Cette volonté d'étendre jusqu'à l'étouffement tout en n'ayant pas grand chose à raconter conduit à un rythme très inégal. Là où toute l'intrigue va se concentrer sur une grosse bataille sur un épisode, les suivants vont alors accuser d'un rythme très décousu, voire trop lent avec des dialogues à répétition dispensables qui ne font pas assez progresser l'histoire. Ce fut notamment l'un des gros reproches faits à la saison 2 du spin-off de Game of Thrones, House of the Dragon.
Cette intention d'en mettre plein les yeux aux spectateurs à coup de pirouettes en CGI et autres effets "wahou" a là aussi ses limites. En tirant sur la corde et en dépensant une grosse partie du budget de production pour marquer le public pendant 50 minutes, les studios doivent alors se serrer la ceinture pendant plusieurs épisodes pour rentrer dans leur budget. Une tendance du paysage sériel d'aujourd'hui motivé par le cliffhanger comme la justification d'une continuité. Ce clou du spectacle doit draguer les fans et leur donner envie de regarder la suite. Mais en en usant à outrance, c'est son intérêt même qui s'épuise.

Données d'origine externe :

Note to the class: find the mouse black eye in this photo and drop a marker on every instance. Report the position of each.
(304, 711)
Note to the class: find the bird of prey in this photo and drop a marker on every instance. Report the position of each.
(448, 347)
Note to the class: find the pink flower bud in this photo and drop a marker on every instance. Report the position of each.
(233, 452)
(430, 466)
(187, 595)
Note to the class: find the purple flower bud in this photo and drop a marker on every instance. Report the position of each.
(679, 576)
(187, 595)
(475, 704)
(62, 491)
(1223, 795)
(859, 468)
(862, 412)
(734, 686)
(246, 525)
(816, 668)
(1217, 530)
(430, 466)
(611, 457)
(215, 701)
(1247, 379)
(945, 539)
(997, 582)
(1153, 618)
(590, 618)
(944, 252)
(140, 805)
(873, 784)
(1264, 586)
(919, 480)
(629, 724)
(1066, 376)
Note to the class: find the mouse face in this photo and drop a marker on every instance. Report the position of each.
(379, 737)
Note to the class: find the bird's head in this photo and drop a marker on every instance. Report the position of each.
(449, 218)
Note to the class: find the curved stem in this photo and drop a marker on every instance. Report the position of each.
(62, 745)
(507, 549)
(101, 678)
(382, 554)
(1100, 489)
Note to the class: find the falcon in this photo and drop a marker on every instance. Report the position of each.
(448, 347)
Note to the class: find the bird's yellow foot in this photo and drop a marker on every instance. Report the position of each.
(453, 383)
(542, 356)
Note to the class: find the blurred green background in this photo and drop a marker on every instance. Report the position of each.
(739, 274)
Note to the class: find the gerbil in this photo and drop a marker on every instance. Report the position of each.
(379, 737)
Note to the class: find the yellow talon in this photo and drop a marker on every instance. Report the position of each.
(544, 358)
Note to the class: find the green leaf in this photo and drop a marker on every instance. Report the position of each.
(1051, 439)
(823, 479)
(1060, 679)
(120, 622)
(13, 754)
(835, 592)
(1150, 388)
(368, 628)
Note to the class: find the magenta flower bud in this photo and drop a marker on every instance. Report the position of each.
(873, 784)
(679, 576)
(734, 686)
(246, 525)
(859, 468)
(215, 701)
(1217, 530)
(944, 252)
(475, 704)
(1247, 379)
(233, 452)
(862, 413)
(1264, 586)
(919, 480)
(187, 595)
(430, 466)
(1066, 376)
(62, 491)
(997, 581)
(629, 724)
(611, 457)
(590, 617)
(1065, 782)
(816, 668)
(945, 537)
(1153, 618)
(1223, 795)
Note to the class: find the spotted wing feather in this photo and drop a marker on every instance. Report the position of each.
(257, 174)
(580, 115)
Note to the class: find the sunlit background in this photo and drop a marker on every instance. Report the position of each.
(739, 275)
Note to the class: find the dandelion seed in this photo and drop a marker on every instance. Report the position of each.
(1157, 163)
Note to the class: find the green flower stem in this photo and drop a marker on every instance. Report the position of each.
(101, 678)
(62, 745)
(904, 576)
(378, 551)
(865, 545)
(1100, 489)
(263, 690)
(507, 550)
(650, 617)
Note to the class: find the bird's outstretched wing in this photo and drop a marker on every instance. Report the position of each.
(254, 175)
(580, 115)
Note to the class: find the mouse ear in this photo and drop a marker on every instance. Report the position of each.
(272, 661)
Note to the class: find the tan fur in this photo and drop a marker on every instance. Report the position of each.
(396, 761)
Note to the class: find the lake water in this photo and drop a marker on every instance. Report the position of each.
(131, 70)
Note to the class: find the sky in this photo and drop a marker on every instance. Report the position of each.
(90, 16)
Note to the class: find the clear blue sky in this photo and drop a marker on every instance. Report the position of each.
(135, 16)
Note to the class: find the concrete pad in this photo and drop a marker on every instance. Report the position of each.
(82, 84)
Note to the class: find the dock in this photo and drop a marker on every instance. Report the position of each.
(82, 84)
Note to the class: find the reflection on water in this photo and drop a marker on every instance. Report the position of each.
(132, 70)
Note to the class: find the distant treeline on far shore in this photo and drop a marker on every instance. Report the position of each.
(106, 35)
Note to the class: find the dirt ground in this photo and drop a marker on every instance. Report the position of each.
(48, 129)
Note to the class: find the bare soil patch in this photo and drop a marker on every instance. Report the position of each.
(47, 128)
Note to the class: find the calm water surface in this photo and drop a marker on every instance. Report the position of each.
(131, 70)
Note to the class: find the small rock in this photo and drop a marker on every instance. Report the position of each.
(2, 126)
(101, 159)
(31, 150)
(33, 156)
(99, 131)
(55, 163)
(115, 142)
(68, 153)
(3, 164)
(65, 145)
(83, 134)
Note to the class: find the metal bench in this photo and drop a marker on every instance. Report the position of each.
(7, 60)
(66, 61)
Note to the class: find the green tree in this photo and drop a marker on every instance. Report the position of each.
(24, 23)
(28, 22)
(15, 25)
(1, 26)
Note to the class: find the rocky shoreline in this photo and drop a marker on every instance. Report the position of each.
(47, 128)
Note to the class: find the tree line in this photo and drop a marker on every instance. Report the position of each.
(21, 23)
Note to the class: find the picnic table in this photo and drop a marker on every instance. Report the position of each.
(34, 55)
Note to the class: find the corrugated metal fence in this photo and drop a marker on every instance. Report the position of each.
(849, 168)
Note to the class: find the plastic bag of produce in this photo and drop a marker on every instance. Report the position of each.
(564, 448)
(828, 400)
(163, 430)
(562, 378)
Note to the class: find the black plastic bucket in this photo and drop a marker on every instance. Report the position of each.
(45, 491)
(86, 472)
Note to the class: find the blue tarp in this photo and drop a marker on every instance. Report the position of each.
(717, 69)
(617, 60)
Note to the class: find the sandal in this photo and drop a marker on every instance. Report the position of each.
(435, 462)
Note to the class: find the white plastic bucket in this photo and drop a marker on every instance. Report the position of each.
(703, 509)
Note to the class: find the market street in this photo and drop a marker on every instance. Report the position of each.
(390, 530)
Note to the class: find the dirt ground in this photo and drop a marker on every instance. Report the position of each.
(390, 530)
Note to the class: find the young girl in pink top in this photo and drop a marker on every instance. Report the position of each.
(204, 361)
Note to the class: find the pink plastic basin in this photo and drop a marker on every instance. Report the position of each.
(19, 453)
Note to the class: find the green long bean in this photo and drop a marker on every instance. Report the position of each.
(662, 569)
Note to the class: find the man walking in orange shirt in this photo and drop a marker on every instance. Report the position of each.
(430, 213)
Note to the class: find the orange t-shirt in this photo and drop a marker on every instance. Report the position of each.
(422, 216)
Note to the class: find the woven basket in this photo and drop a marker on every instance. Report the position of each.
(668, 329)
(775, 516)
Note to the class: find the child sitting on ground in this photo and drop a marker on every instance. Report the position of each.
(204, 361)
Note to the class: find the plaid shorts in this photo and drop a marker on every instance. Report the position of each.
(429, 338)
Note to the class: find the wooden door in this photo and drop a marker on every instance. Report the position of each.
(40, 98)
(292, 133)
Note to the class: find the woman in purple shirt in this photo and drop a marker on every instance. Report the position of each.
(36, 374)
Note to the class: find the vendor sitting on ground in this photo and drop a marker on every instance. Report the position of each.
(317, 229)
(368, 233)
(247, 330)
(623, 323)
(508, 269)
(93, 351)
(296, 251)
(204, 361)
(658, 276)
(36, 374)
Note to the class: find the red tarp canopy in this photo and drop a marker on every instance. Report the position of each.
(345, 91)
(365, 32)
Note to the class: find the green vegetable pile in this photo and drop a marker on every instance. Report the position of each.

D'autant plus lorsque l'annulation tombe comme un couperet. On ne compte plus les séries qui ont été subitement annulées après une saison parce que leurs audiences n'étaient pas assez élevées, et donc leur rentabilité bien inférieure aux estimations. En cherchant à maximiser leurs profits et en considérant leurs séries comme des produits d'appel pour les abonnements, les plateformes en oublient leur unicité. En ne considérant pas une production comme une oeuvre à part entière, difficile de créer quelque chose d'unique et cohérent.
Alors les contre-exemples existent. La géniale série The Bear ne semble pas s'essouffler alors que la saison 4 vient tout juste de sortir sur Disney+. On pense également à Prime Video et à The Boys, qui malgré quelques maladresses, parvient à se renouveler dans le temps.